Yang began to run a "virtual" store online last year with an investment of a mere 100 yuan (US$12). Now the business is booking monthly sales of several thousand yuan and Yang is planning to expand from daily necessities into toys and jewelry.

More than 1,000 people in Shanghai have launched full-time careers in e-commerce since last July, when the local labor and social welfare authorities and the municipal e-commerce trade union launched a campaign to boost employment with Internet services.

The online business operators trade in cosmetics, clothing, accessories and footwear, digital cameras, cell phones, computers, audio-visual products and books.

Another 3,000 citizens have taken training in starting up an online business.

The trade union said that in 2003, e-commerce in Shanghai nearly doubled year-on-year to reach 50.4 billion yuan (US$6.1 billion), with virtual stores and online-franchised businesses quickly gaining in popularity.

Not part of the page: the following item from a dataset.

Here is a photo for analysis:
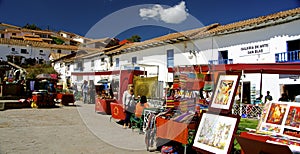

Eachnet, a well-established e-commerce website based in Shanghai, registered more than 1,500 full-time online store startups, and jobs offered by the virtual stores now number more than 5,000. Including the e-stores operating only part-time, the number of online shops that started last year through Eachnet topped 50,000, according to the trade union.

Tang Lei, Eachnet's public relations manager says that online store operators can realize monthly turnover of 20,000 to 30,000 yuan (US$2,409 to US$3,614) with an average profit margin of 50 percent.

Meanwhile, another Shanghai-based e-commerce service provider specializing in electronics opened more than 30 online franchised stores over the past year, and says it has another 100 applications.

Zhao, a 50-year-old retiree from a local textile factory, raked in as much as 150,000 yuan (US$18,072) in monthly turnover from the franchised electronics operation.

Dubbed "grassroots e-commerce," online business startups have won favor with young college graduates as well as the middle-aged unemployed.

Xu, who was a Chinese language and literature major at the prestigious Fudan University in Shanghai, has opened an online store selling cosmetics. She is recording monthly sales of more than 10,000 yuan (US$1,204).

Low startup costs are one of the decisive factors behind the uptrend in grassroots e-commerce, said Yi Yong, head of the local e-commerce trade union.

Starting an online store costs roughly one-tenth of what it does to start a conventional small business, such as a purified water shop or a launderette.

The 100 e-commerce enterprises incorporated in Shanghai are now encouraged to reserve jobs for people trained by the municipal e-commerce trade union. Those who do so will be eligible for benefits from the municipal reemployment program, said Zhou Weidong, head of the Shanghai Commission for Building an IT-based Society.

Shanghai seeks to provide 500,000 jobs for the laid-off every year. The grassroots e-commerce campaign is expected to provide 10,000 jobs by the end of this year.

To achieve the goal, some regulatory barriers must be removed, according to Zhou. He cited an absence of e-commerce regulations, which is a hindrance to massive expansion. Without such rules, it is difficult to certify the legitimacy of an online transaction, Zhou said.

Inadequate and unqualified management is another obstacle to e-commerce growth, said a company official in the industry. Currently, most of the operators are laid-off or retired people who are not well educated.